An investigation of the photophysics of two complexes, [Pt(^tBu₃tpy)(C≡C-perylene)]BF₄ (1) and Pt(^tBu₂bpy)(C≡C-perylene)₂ (2), where ^tBu₃tpy is 4,4′,4′′-tri(tert-butyl)-2,2′:6′,2′′-terpyridine, ^tBu₂bpy is 4,4′-di(tert-butyl)-2,2′-bipyridine, and C≡C-perylene is 3-ethynylperylene, reveals that they both exhibit perylene-centered ligand localized excited triplet states (³IL) upon excitation with visible light.
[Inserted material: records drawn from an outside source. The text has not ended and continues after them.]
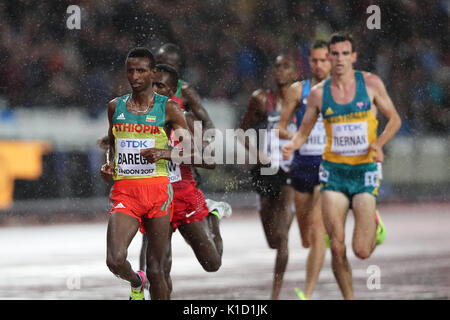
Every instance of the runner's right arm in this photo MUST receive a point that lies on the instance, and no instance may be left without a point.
(254, 114)
(313, 108)
(107, 170)
(290, 103)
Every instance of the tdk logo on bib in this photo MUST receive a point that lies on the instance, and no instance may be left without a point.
(134, 144)
(349, 127)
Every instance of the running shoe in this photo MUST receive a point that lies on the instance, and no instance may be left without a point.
(300, 294)
(138, 294)
(220, 209)
(381, 230)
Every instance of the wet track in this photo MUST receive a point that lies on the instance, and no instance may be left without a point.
(67, 261)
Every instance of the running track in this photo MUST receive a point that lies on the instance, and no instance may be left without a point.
(67, 261)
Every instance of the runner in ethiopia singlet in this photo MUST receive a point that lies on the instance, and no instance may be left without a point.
(307, 160)
(140, 188)
(189, 201)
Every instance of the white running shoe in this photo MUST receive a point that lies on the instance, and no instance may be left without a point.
(223, 208)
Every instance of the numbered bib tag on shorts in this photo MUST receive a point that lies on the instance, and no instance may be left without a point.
(316, 140)
(350, 138)
(174, 172)
(371, 179)
(323, 174)
(129, 160)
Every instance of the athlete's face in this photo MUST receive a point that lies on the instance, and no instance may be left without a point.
(170, 59)
(319, 63)
(161, 84)
(284, 71)
(139, 73)
(342, 57)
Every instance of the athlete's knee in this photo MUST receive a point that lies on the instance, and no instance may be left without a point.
(277, 241)
(212, 265)
(338, 249)
(115, 261)
(361, 251)
(156, 271)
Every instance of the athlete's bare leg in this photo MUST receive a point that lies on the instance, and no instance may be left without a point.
(312, 230)
(199, 236)
(335, 206)
(276, 216)
(143, 252)
(157, 232)
(121, 231)
(364, 235)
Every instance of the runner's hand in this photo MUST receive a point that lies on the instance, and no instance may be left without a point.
(152, 155)
(288, 148)
(379, 155)
(107, 171)
(263, 160)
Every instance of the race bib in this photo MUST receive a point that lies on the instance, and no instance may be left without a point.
(350, 138)
(274, 145)
(316, 141)
(174, 172)
(323, 174)
(129, 161)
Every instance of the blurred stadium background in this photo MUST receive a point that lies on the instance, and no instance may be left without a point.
(55, 84)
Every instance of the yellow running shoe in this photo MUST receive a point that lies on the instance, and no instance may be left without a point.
(300, 294)
(138, 294)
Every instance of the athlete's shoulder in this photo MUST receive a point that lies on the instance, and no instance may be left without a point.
(317, 89)
(371, 79)
(186, 88)
(260, 94)
(172, 106)
(296, 89)
(113, 101)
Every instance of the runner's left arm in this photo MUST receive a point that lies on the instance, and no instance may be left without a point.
(195, 105)
(383, 102)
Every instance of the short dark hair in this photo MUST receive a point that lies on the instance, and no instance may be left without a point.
(341, 37)
(173, 74)
(318, 44)
(141, 52)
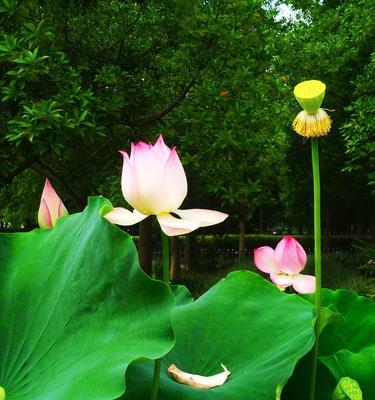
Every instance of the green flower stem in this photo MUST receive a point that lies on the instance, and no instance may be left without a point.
(165, 245)
(157, 367)
(317, 259)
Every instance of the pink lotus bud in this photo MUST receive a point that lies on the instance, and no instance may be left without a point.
(154, 183)
(290, 256)
(284, 265)
(51, 207)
These complexes do not display any significant photoluminescence at room temperature but readily sensitize ¹O₂ in aerated CH₂Cl₂ solutions, as evidenced by its characteristic emission near 1270 nm. The transient absorption difference spectra were compared to bi- and tridentate phosphine peryleneacetylides intended to model the ³IL peryleneacetylide excited states in addition to the related phenylacetylide-bearing polyimine analogues, with the latter model being the respective triplet charge-transfer (³CT) excited states. The transient difference spectra of the two title compounds display excited-state absorptions largely attributable to perylene localized ³IL states yet exhibit somewhat attenuated excited-state lifetimes relative to those of the phosphine model chromophores. The abbreviated lifetimes in 1 and 2 may suggest the involvement of the energetically proximate ³CT triplet state exerting an influence on excited-state decay, and the effect appears to be stronger in 1 relative to 2, consistent with the energies of their respective ³CT states.